Se qualcuno si aspetta un biopic sensibile e onesto su Salvador Dalì lo diciamo subito: ogni aspettativa verrà infranta. L’opera del regista francese fa essenzialmente una cosa, una cosa detonante: esprime l’impossibilità di raccontare la vita, le opere e la storia di Salvador Dalì. Partendo da questo assunto, il film ha una trama piuttosto semplice da cui poi si sviluppano, e si sfilacciano, le architetture surreali della storia: una giornalista (Anaïs Demoustier) vuole realizzare un’intervista al pittore spagnolo Salvador Dalì (Gilles Lellouche, Jonathan Cohen, Pio Marmaï) per poi procedere nella realizzazione di un film su di lui. Ma ad ogni incontro succede qualcosa che lo convince a declinare l’intervista: lui scappa e l’intervista viene rimandata.

L’opera di Dupieux prende la sua struttura drammatica da “Il fascino discreto della borghesia” di Buñuel, e quel che fa è piegare costantemente le regole della realtà, intrecciando sogni dentro sogni e film dentro film per disorientarci, attraverso un sublime vortice di gag intelligenti e pura gioia per il nonsense, con personaggi eccentrici e dettagliate idee visive.

Salvador Dalì in questo biopic non è il protagonista ma è più un distrattore, un suggeritore dietro le quinte, l’epicentro retorico su cui si poggia la storia, l’espediente per farla procedere: sono assenti le sue paturnie, le sue sofferenze, l’accademia, la fascinazione, ma è tutto poggiato sulla sua capacità comunicativa, su come la sua immagine aggettante sia in realtà sulla soglia tra presenza e assenza. Quest’opera vive della sua contraddizione più inclita: osservare un uomo che non vuole essere osservato, che al contrario ti osserva, ti scruta e ribalta lo stesso ruolo che distilla il mezzo filmico, in cui è lo spettatore ad assistere al processo visivo della storia.

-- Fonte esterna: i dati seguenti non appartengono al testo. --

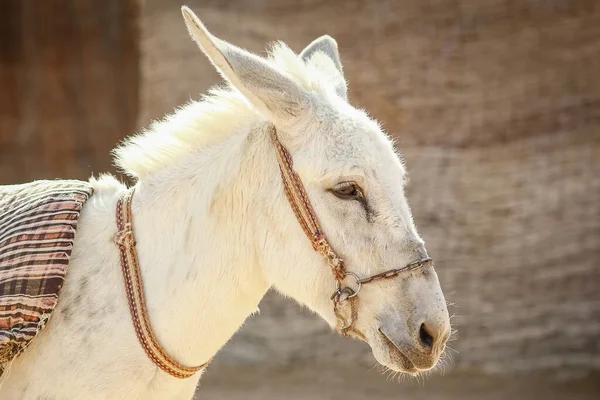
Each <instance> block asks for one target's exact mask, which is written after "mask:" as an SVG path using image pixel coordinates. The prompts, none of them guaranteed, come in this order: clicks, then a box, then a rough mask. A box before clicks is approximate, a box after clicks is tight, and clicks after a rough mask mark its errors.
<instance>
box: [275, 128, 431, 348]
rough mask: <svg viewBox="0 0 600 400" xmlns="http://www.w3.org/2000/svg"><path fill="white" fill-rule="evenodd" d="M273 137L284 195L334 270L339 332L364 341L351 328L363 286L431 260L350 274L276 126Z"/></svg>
mask: <svg viewBox="0 0 600 400" xmlns="http://www.w3.org/2000/svg"><path fill="white" fill-rule="evenodd" d="M270 135H271V139H272V140H273V143H274V144H275V147H276V149H277V161H278V163H279V171H280V172H281V178H282V180H283V187H284V191H285V195H286V197H287V199H288V201H289V203H290V206H291V208H292V210H293V211H294V214H295V215H296V219H298V222H299V223H300V226H301V227H302V230H304V233H305V234H306V236H307V237H308V240H310V242H311V244H312V246H313V249H315V251H317V252H319V253H321V254H322V255H323V256H324V257H325V259H326V260H327V263H328V264H329V266H330V267H331V272H332V273H333V276H334V277H335V280H336V289H335V291H334V292H333V294H332V295H331V300H332V301H333V304H334V306H333V309H334V312H335V315H336V318H337V320H338V325H337V329H338V331H339V332H340V333H341V334H343V335H345V336H347V335H350V334H353V335H354V336H357V337H359V338H361V339H363V340H364V339H365V338H364V335H363V334H362V333H361V332H359V331H358V330H356V329H354V328H352V324H353V323H354V321H355V320H356V318H357V317H358V314H357V310H356V302H355V299H356V296H357V295H358V293H359V292H360V289H361V288H362V286H363V285H366V284H369V283H373V282H378V281H381V280H384V279H392V278H395V277H397V276H398V275H400V274H401V273H403V272H408V271H414V270H416V269H419V268H422V267H423V266H425V265H430V264H432V263H433V261H432V259H431V258H429V257H422V258H421V259H419V260H417V261H414V262H411V263H409V264H407V265H405V266H404V267H402V268H397V269H391V270H388V271H385V272H382V273H380V274H377V275H373V276H370V277H368V278H363V279H361V278H360V277H359V276H358V275H357V274H355V273H354V272H350V271H347V270H346V266H345V264H344V261H343V260H342V259H341V258H340V257H339V256H338V255H337V254H336V252H335V251H334V250H333V249H332V248H331V245H330V244H329V242H328V241H327V238H326V237H325V234H324V233H323V230H322V229H321V225H320V224H319V220H318V218H317V215H316V214H315V210H314V208H313V207H312V204H311V202H310V200H309V198H308V195H307V194H306V189H305V188H304V185H303V184H302V180H301V179H300V176H298V174H297V173H296V171H294V162H293V160H292V156H291V155H290V153H289V151H288V150H287V149H286V148H285V146H284V145H283V144H282V143H281V141H280V140H279V138H278V137H277V131H276V129H275V127H274V126H271V129H270ZM349 276H350V277H352V278H354V280H355V281H356V290H354V289H352V288H350V287H349V286H344V280H345V279H346V278H347V277H349ZM344 314H345V315H344Z"/></svg>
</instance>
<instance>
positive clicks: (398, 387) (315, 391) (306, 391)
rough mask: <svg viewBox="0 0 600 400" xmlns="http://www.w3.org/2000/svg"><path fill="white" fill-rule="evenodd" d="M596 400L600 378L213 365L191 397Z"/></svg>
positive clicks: (380, 398)
mask: <svg viewBox="0 0 600 400" xmlns="http://www.w3.org/2000/svg"><path fill="white" fill-rule="evenodd" d="M282 398H285V399H288V400H295V399H312V400H338V399H340V400H341V399H344V400H357V399H365V398H366V399H373V400H383V399H406V400H424V399H427V400H449V399H461V400H476V399H477V400H504V399H510V400H521V399H523V400H537V399H540V400H542V399H543V400H559V399H560V400H562V399H569V400H598V399H600V374H591V375H587V376H583V377H579V378H575V379H574V378H573V377H571V378H570V379H561V378H559V377H557V376H556V375H552V376H550V375H543V374H537V375H532V374H528V375H526V376H510V377H509V376H502V377H499V376H489V375H487V376H486V375H481V374H477V373H468V372H452V373H449V374H446V375H444V376H442V375H440V374H439V373H438V374H434V375H432V376H431V377H429V378H425V379H419V380H415V379H412V378H405V379H401V380H400V381H399V380H398V379H392V378H390V377H386V376H385V375H383V376H381V374H380V373H379V372H377V371H376V370H374V369H373V370H368V369H365V368H362V367H346V368H340V367H339V366H334V367H332V366H325V365H316V366H307V367H302V368H294V369H282V368H262V367H261V368H256V367H239V366H236V367H227V366H215V368H213V367H211V368H209V370H208V371H207V372H206V374H205V376H204V377H203V378H202V380H201V384H200V387H199V388H198V391H197V393H196V397H195V399H201V400H211V399H228V400H238V399H245V400H254V399H256V400H258V399H260V400H271V399H282Z"/></svg>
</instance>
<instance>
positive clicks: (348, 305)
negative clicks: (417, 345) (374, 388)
mask: <svg viewBox="0 0 600 400" xmlns="http://www.w3.org/2000/svg"><path fill="white" fill-rule="evenodd" d="M270 135H271V138H272V140H273V143H274V144H275V147H276V149H277V160H278V163H279V170H280V172H281V178H282V180H283V187H284V191H285V195H286V197H287V199H288V201H289V203H290V206H291V207H292V210H293V211H294V214H295V215H296V218H297V219H298V222H299V223H300V226H301V227H302V230H304V233H305V234H306V236H307V237H308V239H309V240H310V242H311V244H312V246H313V249H315V251H317V252H319V253H321V254H322V255H323V256H324V257H325V259H326V260H327V263H328V264H329V266H330V267H331V272H333V276H334V277H335V280H336V288H335V291H334V292H333V294H332V295H331V300H332V301H333V309H334V312H335V315H336V318H337V320H338V324H337V329H338V331H339V332H340V333H341V334H342V335H345V336H349V335H352V336H356V337H358V338H360V339H362V340H366V338H365V337H364V335H363V334H362V333H361V332H359V331H358V330H357V329H355V328H353V327H352V324H353V323H354V321H355V320H356V318H358V313H357V310H356V298H357V297H356V296H357V295H358V293H359V292H360V289H361V288H362V286H363V285H366V284H369V283H373V282H377V281H381V280H384V279H391V278H395V277H396V276H398V275H400V274H401V273H403V272H408V271H413V270H416V269H418V268H421V267H423V266H425V265H428V264H431V263H432V260H431V258H429V257H424V258H421V259H420V260H417V261H415V262H412V263H410V264H408V265H406V266H404V267H402V268H398V269H391V270H389V271H385V272H382V273H380V274H377V275H373V276H371V277H368V278H363V279H361V278H360V277H359V276H358V275H356V274H355V273H354V272H349V271H346V267H345V265H344V261H343V260H342V259H341V258H340V257H339V256H338V255H337V254H336V253H335V251H333V249H332V248H331V246H330V245H329V242H328V241H327V238H325V235H324V233H323V230H322V229H321V225H320V224H319V220H318V219H317V216H316V214H315V211H314V209H313V207H312V204H311V202H310V199H309V198H308V195H307V194H306V190H305V189H304V185H303V184H302V180H301V179H300V177H299V176H298V174H297V173H296V172H295V171H294V163H293V161H292V156H291V155H290V153H289V152H288V151H287V149H286V148H285V147H284V146H283V144H281V142H280V141H279V138H278V137H277V131H276V130H275V127H274V126H271V129H270ZM134 190H135V189H134V188H131V189H129V190H127V191H126V192H125V194H124V195H123V196H122V197H120V198H119V200H118V201H117V229H118V231H117V235H116V236H115V243H116V244H117V246H118V247H119V254H120V261H121V269H122V272H123V281H124V283H125V292H126V294H127V303H128V305H129V312H130V314H131V320H132V322H133V327H134V329H135V333H136V336H137V338H138V341H139V342H140V344H141V345H142V348H143V349H144V351H145V352H146V355H147V356H148V357H149V358H150V359H151V360H152V362H153V363H154V364H155V365H156V366H158V367H159V368H160V369H162V370H163V371H165V372H166V373H168V374H170V375H171V376H174V377H175V378H180V379H183V378H189V377H191V376H192V375H194V374H195V373H196V372H198V371H200V370H201V369H202V368H204V367H206V366H207V365H208V363H209V362H210V361H211V360H208V361H207V362H205V363H204V364H201V365H198V366H194V367H188V366H185V365H182V364H180V363H178V362H177V361H176V360H175V359H174V358H173V357H171V356H170V355H169V354H168V353H167V352H166V351H165V350H164V349H163V347H162V346H161V345H160V344H159V343H158V340H157V339H156V335H155V334H154V331H153V330H152V326H151V325H150V319H149V317H148V311H147V307H146V300H145V294H144V284H143V281H142V273H141V271H140V266H139V261H138V256H137V251H136V249H135V244H136V243H135V237H134V234H133V216H132V213H131V203H132V200H133V192H134ZM347 277H352V278H354V280H355V281H356V290H354V289H352V288H350V287H349V286H344V281H345V280H346V278H347Z"/></svg>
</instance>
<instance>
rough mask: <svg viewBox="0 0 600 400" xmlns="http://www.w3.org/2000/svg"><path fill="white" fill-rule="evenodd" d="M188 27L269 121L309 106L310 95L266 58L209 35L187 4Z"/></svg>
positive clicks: (308, 108)
mask: <svg viewBox="0 0 600 400" xmlns="http://www.w3.org/2000/svg"><path fill="white" fill-rule="evenodd" d="M181 11H182V13H183V18H184V20H185V24H186V26H187V28H188V31H189V33H190V35H191V37H192V39H194V41H195V42H196V43H197V44H198V46H199V47H200V49H201V50H202V52H203V53H204V54H205V55H206V56H207V57H208V58H209V60H210V61H211V62H212V64H213V65H214V66H215V67H216V69H217V71H219V72H220V73H221V75H222V76H223V77H224V78H225V79H226V80H227V81H229V83H230V84H231V85H232V86H233V87H235V88H236V89H237V90H238V91H239V92H240V93H242V95H244V97H246V99H247V100H249V101H250V102H251V103H252V104H253V105H254V106H255V107H257V109H259V110H260V111H261V112H262V113H263V114H265V115H266V116H267V117H270V118H272V119H273V120H274V121H273V122H281V123H287V122H289V121H292V120H294V119H295V118H297V117H299V116H300V115H301V114H303V113H304V112H305V111H306V110H307V109H309V108H310V106H311V100H310V95H309V93H308V92H306V91H305V90H304V89H303V88H302V87H300V86H299V85H298V84H297V83H296V82H295V81H293V80H292V79H291V78H290V77H288V76H286V75H285V74H283V73H282V72H281V71H279V70H277V69H276V68H275V66H273V65H271V64H270V63H269V62H267V60H265V59H263V58H262V57H259V56H257V55H255V54H252V53H250V52H248V51H246V50H243V49H240V48H239V47H237V46H234V45H232V44H229V43H227V42H226V41H224V40H221V39H219V38H217V37H215V36H213V35H212V34H211V33H210V32H209V31H208V30H207V29H206V27H205V26H204V24H202V22H201V21H200V20H199V19H198V17H197V16H196V14H194V13H193V12H192V10H190V9H189V8H187V7H185V6H184V7H182V8H181Z"/></svg>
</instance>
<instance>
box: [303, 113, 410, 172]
mask: <svg viewBox="0 0 600 400" xmlns="http://www.w3.org/2000/svg"><path fill="white" fill-rule="evenodd" d="M355 111H356V113H357V114H358V115H357V114H354V115H347V114H346V115H344V114H345V113H344V114H341V115H339V116H338V118H335V119H333V120H331V121H329V122H328V123H327V122H325V123H320V124H319V128H318V129H317V132H315V138H316V140H315V141H314V142H313V143H311V145H310V146H309V147H311V148H312V149H313V150H317V152H318V153H319V156H318V157H317V158H318V161H317V163H318V166H317V168H316V169H317V170H316V171H315V172H316V173H318V174H320V175H326V176H330V175H333V176H335V175H338V176H339V175H359V176H363V177H364V178H366V179H377V180H378V181H380V182H381V183H382V184H386V183H388V181H392V182H389V183H394V181H397V180H398V179H400V180H402V179H404V176H405V174H406V171H405V168H404V166H403V164H402V162H401V160H400V158H399V155H398V154H397V153H396V152H395V150H394V147H393V145H392V143H391V141H390V140H389V138H388V137H387V136H386V134H385V133H384V132H382V130H381V129H380V127H379V125H378V124H377V122H375V121H373V120H372V119H370V118H368V117H367V116H366V115H364V114H363V113H362V112H360V111H358V110H355ZM307 153H310V149H309V150H308V151H307ZM306 156H307V158H309V157H311V156H310V155H309V154H306ZM312 157H313V159H314V153H313V154H312ZM315 166H316V165H315Z"/></svg>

È un loop continuo di scene che si ripetono, opere che prendono forma e vita nella pellicola, un mondo in cui i pianoforti sono fontane, in cui i sogni dettano il tempo del reale, e le scene guardano alla sua arte con piccoli riferimenti sottili: un teschio, un paesaggio, una firma compaiono e partecipano all’economia del film. Quest’opera è come un subconscio pulsante che rilascia immagini, suggestioni, considerazioni, anche assurde dell’artista spagnolo, e non teme di farlo sembrare anche ridicolo, un po’ bigotto, uno degli uomini forse più pieni di sé che potesse esistere, che parla di sé solo in terza persona, che non ha attenzioni se non per se stesso, e che invoca solo il proprio genio. Il film è sia un omaggio a Dalí, ispirato al cinema di Buñuel, ma è anche un omaggio al cinema dei Monty Python, ed è in fin dei conti un’opera che rifiuta di prendersi sul serio.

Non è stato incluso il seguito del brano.